Your original architecture was a kludge to start with, it was a self-inflicted wound. This is probably the craziest part:
> We’d tried a few things over the years - optimizing expressions, output caching, and even embedding V8 directly into Go (to avoid the network hop).
I know hindsight is 20/20 - but still, you made the wrong decision at the start, and then you kept digging the hole deeper and deeper. Hopefully a good lesson for everyone working with microservices.
To end on a more positive note, I think this (porting code to other languages/platforms) is one use-case where AI code generation really shines, and will be of immense value in the future. Great reporting, just let's not confuse code generation with architectural decisions.
Oh, I don't disagree. The original vision and what the product ended up doing are light years apart. Likely, had we known what it would evolve into, we would have decided on a different solution (perhaps not JSONata at all, for example).
Having said that, My opinion still is that the previous solution had valid business merit. Though inefficient, the fact that it was infinitely scalable and the only limit was pure dollar cost is pretty valuable. It enables business stakeholders / managers to objectively quantify the value of the feature (for X dollars we get Y business, scaling linearly).
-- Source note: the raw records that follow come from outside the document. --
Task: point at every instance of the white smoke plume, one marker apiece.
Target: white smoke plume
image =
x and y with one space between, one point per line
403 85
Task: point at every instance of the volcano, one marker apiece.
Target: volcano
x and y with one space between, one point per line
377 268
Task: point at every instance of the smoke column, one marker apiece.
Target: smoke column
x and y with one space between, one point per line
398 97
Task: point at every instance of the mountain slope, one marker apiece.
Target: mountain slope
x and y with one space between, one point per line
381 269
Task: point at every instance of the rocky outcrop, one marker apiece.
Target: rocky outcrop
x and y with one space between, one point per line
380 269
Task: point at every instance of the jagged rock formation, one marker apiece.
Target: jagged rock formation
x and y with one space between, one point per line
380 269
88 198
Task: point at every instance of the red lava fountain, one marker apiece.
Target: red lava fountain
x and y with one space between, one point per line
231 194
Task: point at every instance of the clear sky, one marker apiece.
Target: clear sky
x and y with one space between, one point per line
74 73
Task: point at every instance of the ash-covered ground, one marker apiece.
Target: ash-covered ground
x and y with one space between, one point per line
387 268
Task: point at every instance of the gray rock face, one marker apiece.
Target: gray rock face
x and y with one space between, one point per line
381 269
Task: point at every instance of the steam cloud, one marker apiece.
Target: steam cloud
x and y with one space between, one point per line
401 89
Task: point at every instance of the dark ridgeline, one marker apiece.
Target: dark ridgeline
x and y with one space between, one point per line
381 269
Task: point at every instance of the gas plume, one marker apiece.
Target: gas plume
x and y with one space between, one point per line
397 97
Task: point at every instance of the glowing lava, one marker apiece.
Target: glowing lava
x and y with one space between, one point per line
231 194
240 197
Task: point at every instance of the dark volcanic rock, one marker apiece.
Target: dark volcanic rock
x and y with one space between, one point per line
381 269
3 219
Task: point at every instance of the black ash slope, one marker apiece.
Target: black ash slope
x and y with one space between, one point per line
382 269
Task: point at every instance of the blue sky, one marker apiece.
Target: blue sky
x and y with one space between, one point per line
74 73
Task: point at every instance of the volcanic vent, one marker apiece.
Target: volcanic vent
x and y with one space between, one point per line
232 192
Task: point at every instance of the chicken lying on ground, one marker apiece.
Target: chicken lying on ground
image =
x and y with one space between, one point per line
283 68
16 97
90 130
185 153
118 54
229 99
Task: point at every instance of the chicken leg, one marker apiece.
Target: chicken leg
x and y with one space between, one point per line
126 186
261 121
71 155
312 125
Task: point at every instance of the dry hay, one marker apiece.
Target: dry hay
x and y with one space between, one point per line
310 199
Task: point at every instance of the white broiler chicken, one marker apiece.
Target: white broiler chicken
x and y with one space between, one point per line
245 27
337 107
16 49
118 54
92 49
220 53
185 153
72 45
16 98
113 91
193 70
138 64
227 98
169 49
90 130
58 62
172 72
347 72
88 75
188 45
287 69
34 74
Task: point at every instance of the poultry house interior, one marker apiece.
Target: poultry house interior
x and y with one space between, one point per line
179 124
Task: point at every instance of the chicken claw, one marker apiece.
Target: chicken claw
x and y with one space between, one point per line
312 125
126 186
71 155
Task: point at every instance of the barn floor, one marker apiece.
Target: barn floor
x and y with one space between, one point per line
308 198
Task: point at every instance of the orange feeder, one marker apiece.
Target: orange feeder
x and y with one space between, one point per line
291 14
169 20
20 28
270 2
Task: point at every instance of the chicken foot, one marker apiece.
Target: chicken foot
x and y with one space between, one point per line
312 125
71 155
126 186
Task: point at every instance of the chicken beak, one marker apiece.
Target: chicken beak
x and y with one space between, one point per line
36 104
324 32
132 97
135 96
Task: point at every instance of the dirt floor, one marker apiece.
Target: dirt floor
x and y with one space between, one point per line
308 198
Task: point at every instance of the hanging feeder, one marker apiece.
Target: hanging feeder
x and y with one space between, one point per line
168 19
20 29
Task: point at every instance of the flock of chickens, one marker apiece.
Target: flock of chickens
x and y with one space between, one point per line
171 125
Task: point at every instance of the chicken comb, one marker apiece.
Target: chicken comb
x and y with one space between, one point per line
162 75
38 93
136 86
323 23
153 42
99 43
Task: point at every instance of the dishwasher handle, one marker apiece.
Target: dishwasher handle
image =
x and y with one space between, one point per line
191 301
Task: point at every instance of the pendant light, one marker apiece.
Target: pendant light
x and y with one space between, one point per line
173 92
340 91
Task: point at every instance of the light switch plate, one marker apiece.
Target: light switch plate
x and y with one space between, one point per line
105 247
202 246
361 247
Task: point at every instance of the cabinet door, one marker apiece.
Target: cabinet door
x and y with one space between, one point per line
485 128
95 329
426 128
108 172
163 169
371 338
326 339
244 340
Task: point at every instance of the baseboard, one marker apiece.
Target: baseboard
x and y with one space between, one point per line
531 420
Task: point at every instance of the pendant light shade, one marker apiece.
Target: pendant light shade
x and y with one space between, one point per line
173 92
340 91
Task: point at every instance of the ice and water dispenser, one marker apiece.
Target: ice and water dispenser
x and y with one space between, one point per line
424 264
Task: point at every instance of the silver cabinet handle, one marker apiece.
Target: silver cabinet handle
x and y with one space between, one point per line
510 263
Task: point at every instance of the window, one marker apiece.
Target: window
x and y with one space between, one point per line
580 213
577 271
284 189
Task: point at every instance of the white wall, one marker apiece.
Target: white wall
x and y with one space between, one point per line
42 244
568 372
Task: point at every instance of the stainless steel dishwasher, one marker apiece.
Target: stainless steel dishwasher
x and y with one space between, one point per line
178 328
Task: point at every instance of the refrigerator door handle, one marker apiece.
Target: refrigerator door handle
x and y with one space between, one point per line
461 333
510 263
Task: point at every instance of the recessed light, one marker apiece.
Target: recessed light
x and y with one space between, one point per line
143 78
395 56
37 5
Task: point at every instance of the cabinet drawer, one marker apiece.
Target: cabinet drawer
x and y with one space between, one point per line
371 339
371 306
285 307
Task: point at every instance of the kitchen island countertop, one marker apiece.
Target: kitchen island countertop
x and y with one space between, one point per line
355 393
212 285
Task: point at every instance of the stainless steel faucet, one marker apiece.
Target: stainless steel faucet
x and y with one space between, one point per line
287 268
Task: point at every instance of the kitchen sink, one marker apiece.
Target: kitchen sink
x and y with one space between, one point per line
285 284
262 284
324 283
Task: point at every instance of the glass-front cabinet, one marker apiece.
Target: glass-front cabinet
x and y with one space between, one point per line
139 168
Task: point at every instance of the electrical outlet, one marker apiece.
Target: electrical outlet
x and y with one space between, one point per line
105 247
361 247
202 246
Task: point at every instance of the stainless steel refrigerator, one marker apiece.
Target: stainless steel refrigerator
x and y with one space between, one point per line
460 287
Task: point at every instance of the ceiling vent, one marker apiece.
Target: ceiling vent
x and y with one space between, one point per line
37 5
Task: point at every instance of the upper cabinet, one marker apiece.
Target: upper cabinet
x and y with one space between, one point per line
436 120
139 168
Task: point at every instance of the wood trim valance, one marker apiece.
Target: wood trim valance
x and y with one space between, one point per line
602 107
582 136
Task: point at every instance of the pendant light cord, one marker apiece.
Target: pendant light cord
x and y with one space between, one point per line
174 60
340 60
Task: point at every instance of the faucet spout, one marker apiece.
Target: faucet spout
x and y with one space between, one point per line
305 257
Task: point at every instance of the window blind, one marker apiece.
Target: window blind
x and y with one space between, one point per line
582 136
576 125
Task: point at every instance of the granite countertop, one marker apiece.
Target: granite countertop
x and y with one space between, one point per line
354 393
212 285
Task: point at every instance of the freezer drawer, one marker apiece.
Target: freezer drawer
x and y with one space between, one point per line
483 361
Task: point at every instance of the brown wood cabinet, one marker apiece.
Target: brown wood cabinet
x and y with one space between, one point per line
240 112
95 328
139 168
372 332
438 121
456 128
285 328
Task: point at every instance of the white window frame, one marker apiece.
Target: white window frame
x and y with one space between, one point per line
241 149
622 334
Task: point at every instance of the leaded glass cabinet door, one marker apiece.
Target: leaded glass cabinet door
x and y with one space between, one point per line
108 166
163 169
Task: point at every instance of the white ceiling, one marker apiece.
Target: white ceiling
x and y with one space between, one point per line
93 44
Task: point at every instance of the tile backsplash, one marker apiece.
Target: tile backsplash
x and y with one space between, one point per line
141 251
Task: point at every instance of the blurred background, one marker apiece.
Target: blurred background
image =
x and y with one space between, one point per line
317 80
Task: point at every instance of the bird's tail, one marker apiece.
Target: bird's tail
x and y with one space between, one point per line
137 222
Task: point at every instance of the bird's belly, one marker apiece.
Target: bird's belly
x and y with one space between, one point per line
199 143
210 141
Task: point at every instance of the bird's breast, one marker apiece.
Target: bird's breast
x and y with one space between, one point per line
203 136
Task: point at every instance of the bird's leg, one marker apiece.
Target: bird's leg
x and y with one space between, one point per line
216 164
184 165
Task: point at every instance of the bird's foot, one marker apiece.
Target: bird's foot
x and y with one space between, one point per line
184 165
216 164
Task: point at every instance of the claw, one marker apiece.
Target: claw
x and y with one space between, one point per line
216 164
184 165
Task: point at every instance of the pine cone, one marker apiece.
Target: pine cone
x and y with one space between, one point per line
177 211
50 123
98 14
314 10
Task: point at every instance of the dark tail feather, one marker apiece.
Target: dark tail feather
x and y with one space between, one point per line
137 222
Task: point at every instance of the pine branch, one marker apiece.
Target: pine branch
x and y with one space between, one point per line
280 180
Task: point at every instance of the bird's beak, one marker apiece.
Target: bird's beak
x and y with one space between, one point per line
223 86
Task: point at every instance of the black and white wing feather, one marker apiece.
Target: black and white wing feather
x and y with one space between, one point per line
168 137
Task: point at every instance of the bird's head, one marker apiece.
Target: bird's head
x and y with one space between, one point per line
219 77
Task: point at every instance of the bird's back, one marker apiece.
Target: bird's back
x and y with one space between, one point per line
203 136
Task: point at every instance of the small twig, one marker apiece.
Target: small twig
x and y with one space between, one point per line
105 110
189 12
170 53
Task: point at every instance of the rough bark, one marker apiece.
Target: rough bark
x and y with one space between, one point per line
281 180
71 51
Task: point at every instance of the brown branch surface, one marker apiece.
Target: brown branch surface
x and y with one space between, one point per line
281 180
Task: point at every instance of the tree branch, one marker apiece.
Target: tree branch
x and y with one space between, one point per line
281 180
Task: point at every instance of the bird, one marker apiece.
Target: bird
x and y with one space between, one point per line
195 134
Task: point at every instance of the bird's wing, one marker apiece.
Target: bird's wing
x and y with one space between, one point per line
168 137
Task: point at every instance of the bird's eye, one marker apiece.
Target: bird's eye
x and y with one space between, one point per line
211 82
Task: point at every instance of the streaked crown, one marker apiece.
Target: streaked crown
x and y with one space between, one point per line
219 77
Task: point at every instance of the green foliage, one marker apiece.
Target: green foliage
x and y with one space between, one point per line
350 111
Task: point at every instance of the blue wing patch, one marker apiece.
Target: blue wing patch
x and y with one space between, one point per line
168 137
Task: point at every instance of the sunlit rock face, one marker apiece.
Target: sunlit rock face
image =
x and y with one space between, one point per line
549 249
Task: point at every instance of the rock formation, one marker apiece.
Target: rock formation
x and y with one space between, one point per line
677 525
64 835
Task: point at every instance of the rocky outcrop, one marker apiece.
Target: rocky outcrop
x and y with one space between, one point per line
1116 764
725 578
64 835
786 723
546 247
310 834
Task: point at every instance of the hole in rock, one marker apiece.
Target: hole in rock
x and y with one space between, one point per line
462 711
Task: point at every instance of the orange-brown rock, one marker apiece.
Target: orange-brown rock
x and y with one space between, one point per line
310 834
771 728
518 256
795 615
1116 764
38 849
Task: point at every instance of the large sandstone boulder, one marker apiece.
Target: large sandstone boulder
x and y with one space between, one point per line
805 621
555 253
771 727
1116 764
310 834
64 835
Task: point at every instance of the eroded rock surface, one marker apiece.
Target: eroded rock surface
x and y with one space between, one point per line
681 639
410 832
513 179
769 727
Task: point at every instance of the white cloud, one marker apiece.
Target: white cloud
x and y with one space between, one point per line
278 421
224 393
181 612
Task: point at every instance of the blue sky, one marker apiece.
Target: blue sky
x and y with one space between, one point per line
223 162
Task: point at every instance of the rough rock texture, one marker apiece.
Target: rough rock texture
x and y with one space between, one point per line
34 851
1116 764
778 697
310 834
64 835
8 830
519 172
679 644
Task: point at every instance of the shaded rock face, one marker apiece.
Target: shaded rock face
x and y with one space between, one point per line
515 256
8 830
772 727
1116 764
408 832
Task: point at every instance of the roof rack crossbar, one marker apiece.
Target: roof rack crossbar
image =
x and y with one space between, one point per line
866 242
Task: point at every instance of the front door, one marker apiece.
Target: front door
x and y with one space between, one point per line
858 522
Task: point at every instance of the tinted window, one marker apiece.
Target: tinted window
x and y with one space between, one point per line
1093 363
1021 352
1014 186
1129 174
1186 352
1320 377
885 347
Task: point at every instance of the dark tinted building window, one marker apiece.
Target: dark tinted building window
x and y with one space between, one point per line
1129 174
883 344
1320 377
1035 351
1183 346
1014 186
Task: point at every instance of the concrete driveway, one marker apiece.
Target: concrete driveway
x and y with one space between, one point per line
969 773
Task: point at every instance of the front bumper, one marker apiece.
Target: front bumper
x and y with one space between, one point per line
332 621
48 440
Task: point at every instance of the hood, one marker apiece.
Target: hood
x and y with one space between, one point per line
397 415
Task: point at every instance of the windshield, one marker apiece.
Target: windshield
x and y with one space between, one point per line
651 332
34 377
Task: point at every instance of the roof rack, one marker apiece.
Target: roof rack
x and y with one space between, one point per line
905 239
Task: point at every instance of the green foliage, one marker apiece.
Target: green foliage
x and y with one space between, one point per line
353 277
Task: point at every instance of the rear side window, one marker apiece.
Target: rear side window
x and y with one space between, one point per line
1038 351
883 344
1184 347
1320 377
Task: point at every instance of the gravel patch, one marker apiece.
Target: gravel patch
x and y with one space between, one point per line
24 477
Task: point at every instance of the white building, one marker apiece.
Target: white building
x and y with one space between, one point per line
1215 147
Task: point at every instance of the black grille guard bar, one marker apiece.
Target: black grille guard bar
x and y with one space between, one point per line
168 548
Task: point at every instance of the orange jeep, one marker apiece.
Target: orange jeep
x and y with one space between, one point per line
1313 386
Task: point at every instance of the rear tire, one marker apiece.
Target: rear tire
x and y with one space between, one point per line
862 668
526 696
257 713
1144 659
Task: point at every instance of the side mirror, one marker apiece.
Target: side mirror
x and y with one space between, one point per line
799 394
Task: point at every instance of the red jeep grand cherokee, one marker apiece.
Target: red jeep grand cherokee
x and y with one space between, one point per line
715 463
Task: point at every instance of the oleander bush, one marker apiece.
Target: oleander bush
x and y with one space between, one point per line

I've worked in many systems where this was not at all the case, and there was a hard-limit at some point where the feature simply shut down.
> Finally, regarding the $300k/year cost (which many here seem to be horrified by) - it seems I wasn't clear enough in the blog. 200 pods was not the entire fleet, and it was not statically set. It was a single cluster at peak time. We have multiple clusters, each with their own traffic patterns and auto-scaling configurations. The total cost was $25k/month when summed as a whole.
So, then, what do you estimate the actual savings of the transition to be, taking into account only the component in question and its actual resource needs? (i.e. not simply projecting based on a linear multiple of peak utilization).
I'm going to be a little harsh here, and please forgive me: intellectual dishonesty, especially when the hard numbers are easily determinable, is something I've denied engineers' promotions for. It's genuinely impressive that you've saved the company money, but $500k/year based on peak projections is a very different number than, say, $100k/year in actual resources saved over the full course of it.
200 pods was peak allocation on a specific cluster, not total sustained cost for all of prod. The savings are taken by quite literally looking at the last month's bill on the cloud, compared to the new one after all optimizations applied and resources were aligned.
I appreciated the writeup and your clarification.
I wonder whether this was your first attempt to solve this issue with LLMs, and this was the time you finally felt they were good enough for the job. Did you try doing this switch earlier on, for example last year when Claude Code was released?
Honestly, I was very adverse to agentic code up until Opus came out. The hallucinations and false confidence it had in objectively wrong answers just broke more things than it fixed.
However after it came out it suddenly behaved closely to what they marketed it as being. So it was my first real end-to-end project relying on AI at the front seat. Though design wise it is nowhere near perfect, I was holding it's hand the entire way throughout.